Observer is a strong fit if your project has one or more of these problems:

  • verification spans more than one language or runtime
  • your CI outputs need to be reproducible and mechanically comparable
  • shell glue and ad hoc harness code are becoming the real testing framework
  • you need to verify workflows, artifacts, or staged pipelines, not just function calls
  • you want machine-readable run artifacts that can feed later analysis

Observer is probably not the right first tool if all you need is:

  • a lightweight unit test runner for one language
  • a purely local red-green loop with no artifact discipline
  • no need for canonical inventory, derived reports, or cross-build comparison

See It In 60 Seconds

This is the shape of a real local flow using the runnable Rust starter already in the repository:

cd lib/rust/starter
make list
make inventory
cat tests.inv
make run
make verify

What that gives you, in order:

  • raw provider host discovery
  • derived canonical inventory
  • the exact public execution contract Observer will run against
  • a real suite execution with the human console
  • hash and JSONL verification against checked-in expected artifacts

That is the product in miniature.

What It Looks Like In Practice

This is the kind of terminal loop Observer is designed to make normal:

$ observer run --inventory tests.inv --suite tests.obs --ui compact --report jsonl > report.jsonl
PASS  ledger/applies-ordered-postings
PASS  ledger/rejects-overdraft
FAIL  format/renders-balance-line

Summary  2 pass  1 fail  exit 1
Failed:
	format/renders-balance-line

$ observer cube --report report.jsonl --out build-1234.cube.json
{"k":"observer_cube_result","v":"0","out":"build-1234.cube.json","status":"ok"}

$ observer view --cube build-1234.cube.json --out build-1234.html
{"k":"observer_view_result","v":"0","out":"build-1234.html","view_kind":"cube","status":"ok"}

The point is not just that a run passed or failed.

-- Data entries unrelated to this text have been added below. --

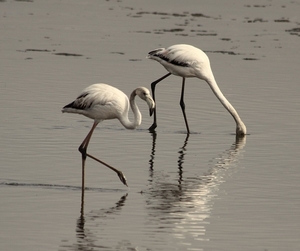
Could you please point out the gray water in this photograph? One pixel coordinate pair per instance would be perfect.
(205, 192)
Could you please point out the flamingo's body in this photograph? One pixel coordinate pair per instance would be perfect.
(188, 61)
(102, 102)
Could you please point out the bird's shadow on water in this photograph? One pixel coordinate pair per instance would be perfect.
(190, 195)
(89, 224)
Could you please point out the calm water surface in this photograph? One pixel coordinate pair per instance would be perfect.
(205, 192)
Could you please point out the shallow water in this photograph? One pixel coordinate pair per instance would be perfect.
(204, 192)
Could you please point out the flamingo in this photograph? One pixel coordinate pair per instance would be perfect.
(102, 102)
(188, 61)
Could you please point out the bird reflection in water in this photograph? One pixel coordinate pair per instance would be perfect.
(183, 209)
(87, 237)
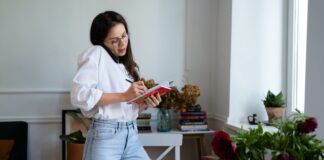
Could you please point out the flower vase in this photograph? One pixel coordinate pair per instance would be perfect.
(163, 120)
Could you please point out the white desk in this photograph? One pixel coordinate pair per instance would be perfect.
(174, 139)
(171, 139)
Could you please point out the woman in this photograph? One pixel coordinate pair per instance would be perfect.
(101, 89)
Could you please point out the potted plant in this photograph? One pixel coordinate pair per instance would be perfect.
(274, 105)
(294, 140)
(76, 139)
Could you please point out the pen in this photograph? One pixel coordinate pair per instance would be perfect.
(129, 81)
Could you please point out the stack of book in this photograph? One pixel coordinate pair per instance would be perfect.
(143, 122)
(193, 121)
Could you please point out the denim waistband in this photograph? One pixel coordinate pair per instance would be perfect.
(113, 123)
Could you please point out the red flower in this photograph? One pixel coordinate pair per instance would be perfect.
(284, 156)
(223, 147)
(308, 126)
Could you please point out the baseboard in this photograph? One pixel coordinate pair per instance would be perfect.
(33, 119)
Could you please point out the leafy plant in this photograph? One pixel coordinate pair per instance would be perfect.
(292, 141)
(77, 136)
(272, 100)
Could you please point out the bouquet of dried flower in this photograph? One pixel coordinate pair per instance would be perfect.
(179, 100)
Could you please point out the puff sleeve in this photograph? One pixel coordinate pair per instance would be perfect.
(85, 93)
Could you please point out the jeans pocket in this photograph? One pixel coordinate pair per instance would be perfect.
(105, 133)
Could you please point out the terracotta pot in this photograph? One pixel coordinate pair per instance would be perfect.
(74, 151)
(275, 112)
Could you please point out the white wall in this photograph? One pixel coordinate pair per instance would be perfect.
(314, 64)
(220, 59)
(258, 48)
(39, 44)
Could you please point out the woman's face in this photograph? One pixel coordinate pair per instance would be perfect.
(117, 40)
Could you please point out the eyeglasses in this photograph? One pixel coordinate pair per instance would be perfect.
(116, 41)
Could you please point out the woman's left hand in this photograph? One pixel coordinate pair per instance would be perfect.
(153, 100)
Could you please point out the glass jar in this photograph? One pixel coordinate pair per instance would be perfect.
(163, 120)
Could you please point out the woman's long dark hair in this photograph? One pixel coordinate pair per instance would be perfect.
(100, 27)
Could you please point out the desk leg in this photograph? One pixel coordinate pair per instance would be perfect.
(202, 146)
(177, 153)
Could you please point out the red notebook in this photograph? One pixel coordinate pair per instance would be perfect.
(161, 88)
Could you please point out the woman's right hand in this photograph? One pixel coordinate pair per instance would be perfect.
(136, 89)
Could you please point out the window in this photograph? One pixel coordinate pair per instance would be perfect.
(297, 54)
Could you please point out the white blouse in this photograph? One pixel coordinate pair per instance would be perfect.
(98, 73)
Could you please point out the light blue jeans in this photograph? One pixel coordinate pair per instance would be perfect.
(111, 140)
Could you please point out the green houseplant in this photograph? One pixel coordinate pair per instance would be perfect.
(274, 105)
(293, 140)
(75, 140)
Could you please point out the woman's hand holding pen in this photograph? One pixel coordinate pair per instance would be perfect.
(136, 89)
(153, 100)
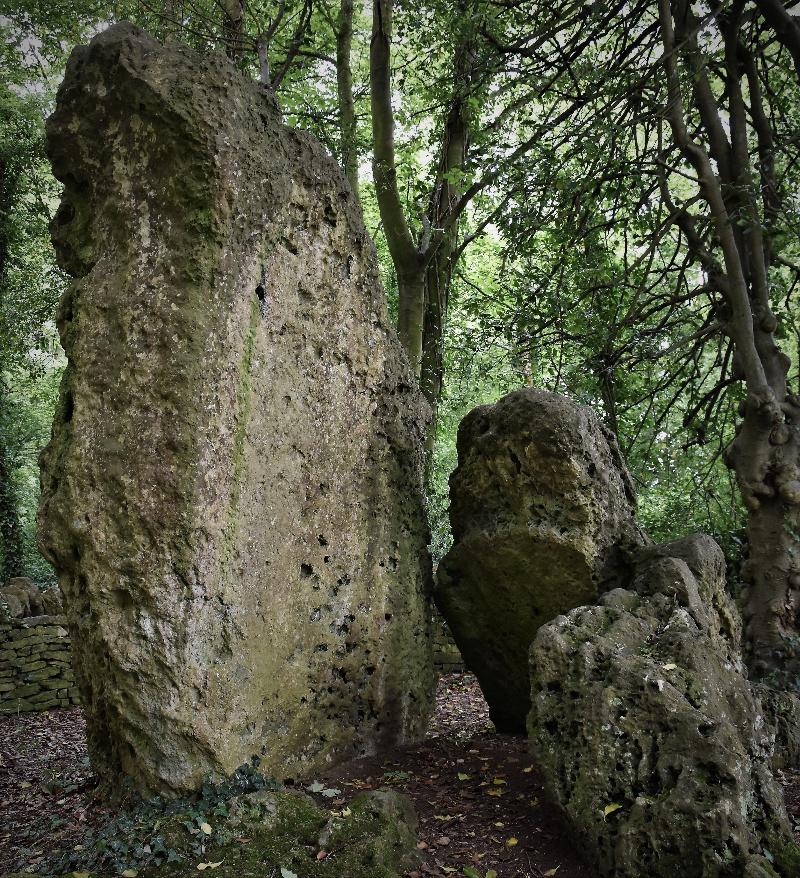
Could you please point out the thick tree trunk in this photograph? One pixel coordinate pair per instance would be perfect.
(765, 456)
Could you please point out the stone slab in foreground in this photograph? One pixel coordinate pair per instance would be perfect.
(648, 733)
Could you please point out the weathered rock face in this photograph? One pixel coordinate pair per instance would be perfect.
(648, 733)
(232, 496)
(21, 597)
(541, 506)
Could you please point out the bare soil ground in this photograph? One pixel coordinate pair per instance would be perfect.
(477, 793)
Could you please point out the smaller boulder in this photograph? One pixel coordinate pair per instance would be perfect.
(648, 733)
(541, 506)
(22, 598)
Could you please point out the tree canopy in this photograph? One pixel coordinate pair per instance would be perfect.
(598, 199)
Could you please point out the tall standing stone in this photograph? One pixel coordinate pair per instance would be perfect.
(541, 506)
(232, 497)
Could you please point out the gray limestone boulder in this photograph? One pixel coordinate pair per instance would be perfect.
(21, 598)
(648, 733)
(541, 506)
(232, 497)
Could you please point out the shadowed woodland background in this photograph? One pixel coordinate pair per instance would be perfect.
(596, 199)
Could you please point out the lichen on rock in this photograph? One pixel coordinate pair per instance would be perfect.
(648, 733)
(232, 496)
(541, 506)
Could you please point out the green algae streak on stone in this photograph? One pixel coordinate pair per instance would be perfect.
(232, 496)
(648, 733)
(541, 506)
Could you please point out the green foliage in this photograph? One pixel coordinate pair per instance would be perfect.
(553, 291)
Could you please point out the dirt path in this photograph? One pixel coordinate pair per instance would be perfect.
(478, 795)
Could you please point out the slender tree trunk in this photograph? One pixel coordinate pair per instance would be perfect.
(408, 260)
(13, 554)
(233, 28)
(11, 542)
(344, 85)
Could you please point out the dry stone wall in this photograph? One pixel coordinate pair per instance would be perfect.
(36, 665)
(232, 497)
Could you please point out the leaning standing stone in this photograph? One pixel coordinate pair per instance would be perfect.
(541, 506)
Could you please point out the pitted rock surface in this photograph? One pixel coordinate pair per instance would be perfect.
(233, 493)
(648, 733)
(541, 506)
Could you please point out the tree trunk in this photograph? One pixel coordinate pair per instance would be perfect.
(11, 541)
(233, 28)
(409, 261)
(765, 454)
(344, 85)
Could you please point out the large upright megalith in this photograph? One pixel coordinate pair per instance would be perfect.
(541, 506)
(232, 496)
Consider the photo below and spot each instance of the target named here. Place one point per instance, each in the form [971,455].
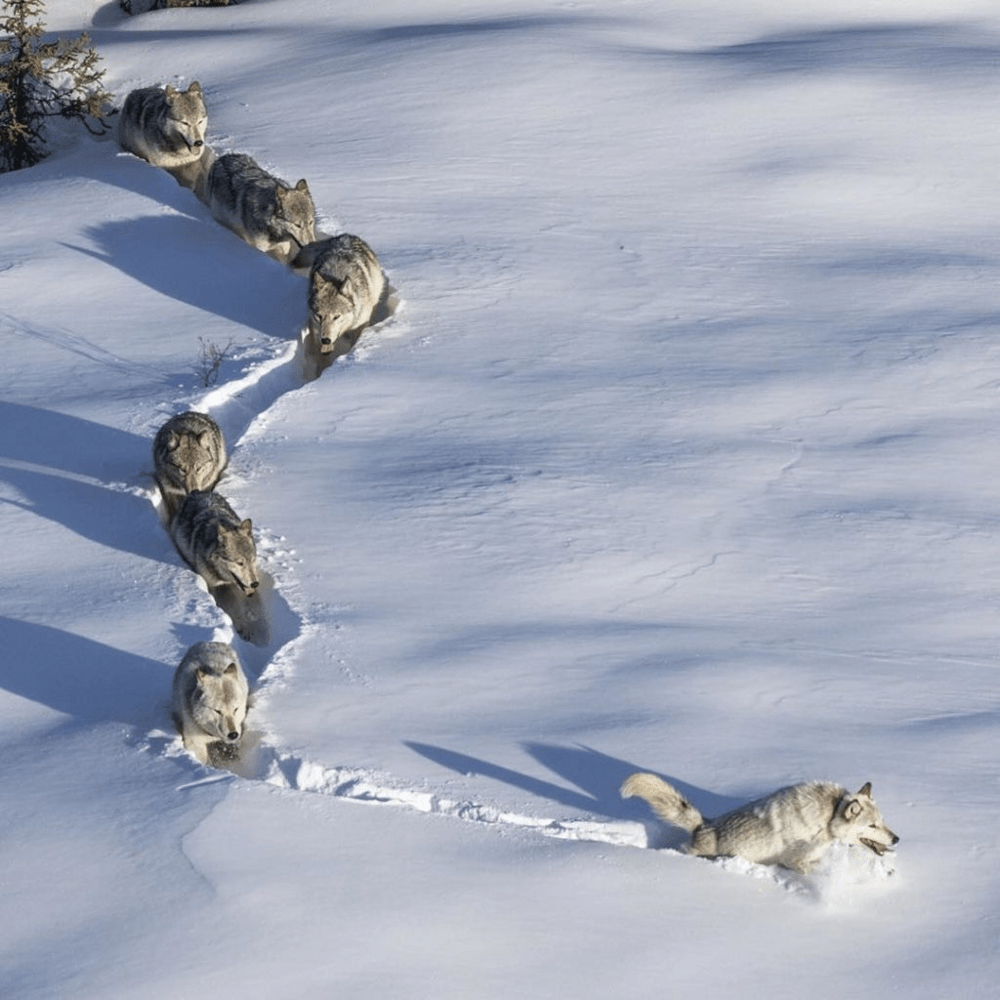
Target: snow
[678,455]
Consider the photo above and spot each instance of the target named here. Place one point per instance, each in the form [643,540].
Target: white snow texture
[678,455]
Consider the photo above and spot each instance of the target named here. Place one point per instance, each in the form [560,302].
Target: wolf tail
[664,800]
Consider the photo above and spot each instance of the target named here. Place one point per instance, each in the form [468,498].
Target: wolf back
[189,453]
[345,285]
[215,543]
[163,125]
[792,827]
[210,699]
[261,208]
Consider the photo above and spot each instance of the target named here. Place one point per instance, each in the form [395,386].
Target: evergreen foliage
[40,80]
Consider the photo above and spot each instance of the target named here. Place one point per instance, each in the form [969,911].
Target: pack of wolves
[792,827]
[166,127]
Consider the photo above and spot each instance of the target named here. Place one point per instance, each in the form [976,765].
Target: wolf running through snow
[215,543]
[792,827]
[210,700]
[259,207]
[163,125]
[189,453]
[345,286]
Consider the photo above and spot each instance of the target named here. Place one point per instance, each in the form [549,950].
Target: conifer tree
[41,80]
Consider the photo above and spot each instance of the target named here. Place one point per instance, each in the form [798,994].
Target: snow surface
[679,455]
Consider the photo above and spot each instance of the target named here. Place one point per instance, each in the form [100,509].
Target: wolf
[215,543]
[143,6]
[345,285]
[261,208]
[792,827]
[210,700]
[163,125]
[189,453]
[194,175]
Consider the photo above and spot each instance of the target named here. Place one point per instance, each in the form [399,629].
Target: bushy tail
[664,800]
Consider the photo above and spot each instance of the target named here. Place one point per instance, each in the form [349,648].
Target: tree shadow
[109,517]
[597,777]
[75,445]
[57,464]
[168,254]
[86,680]
[939,51]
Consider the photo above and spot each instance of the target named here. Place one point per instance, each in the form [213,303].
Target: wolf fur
[345,285]
[261,208]
[215,543]
[163,125]
[210,700]
[143,6]
[189,453]
[792,827]
[194,175]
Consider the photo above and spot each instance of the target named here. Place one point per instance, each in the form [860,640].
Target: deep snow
[678,456]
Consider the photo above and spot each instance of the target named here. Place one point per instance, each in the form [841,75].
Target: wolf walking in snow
[210,700]
[792,827]
[163,125]
[345,286]
[189,453]
[259,207]
[142,6]
[215,543]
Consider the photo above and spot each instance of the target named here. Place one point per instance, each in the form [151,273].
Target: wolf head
[294,217]
[219,703]
[192,460]
[858,821]
[187,116]
[331,310]
[236,555]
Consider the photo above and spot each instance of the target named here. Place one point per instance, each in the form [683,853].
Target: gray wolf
[189,453]
[259,207]
[792,827]
[194,175]
[215,543]
[163,125]
[142,6]
[345,285]
[210,700]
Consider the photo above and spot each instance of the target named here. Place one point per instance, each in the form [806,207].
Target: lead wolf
[210,700]
[259,207]
[189,453]
[792,827]
[215,543]
[163,125]
[345,286]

The point is that the run became a stable artifact you can inspect, compare, publish, revisit later, and use as part of a larger product verdict.

What Makes Observer Different

Deterministic by default

Observer is built around deterministic ordering, canonical normalization, and stable derivation.

That means you can:

  • trust outputs in CI
  • regenerate goldens mechanically
  • diff one build against another
  • explain what changed without hand-waving

Canonical inventory as the execution contract

Observer does not blur discovery and execution together.

Discovered targets are first lowered into canonical inventory.

That inventory becomes the explicit contract that suites run against.

Verification beyond “run this test file”

Observer supports both:

  • a simple suite surface for routine expectations
  • a full suite surface for richer verification flows involving workflows, artifacts, extraction, branching, and publication

Both lower to one semantic core.

Structured artifacts, not just console text

Observer emits machine-readable reports and can derive:

  • telemetry summaries
  • build cubes
  • pairwise compares
  • compare-index artifacts across build sets
  • self-contained HTML explorer views

That makes post-run analysis a first-class part of the product instead of an afterthought.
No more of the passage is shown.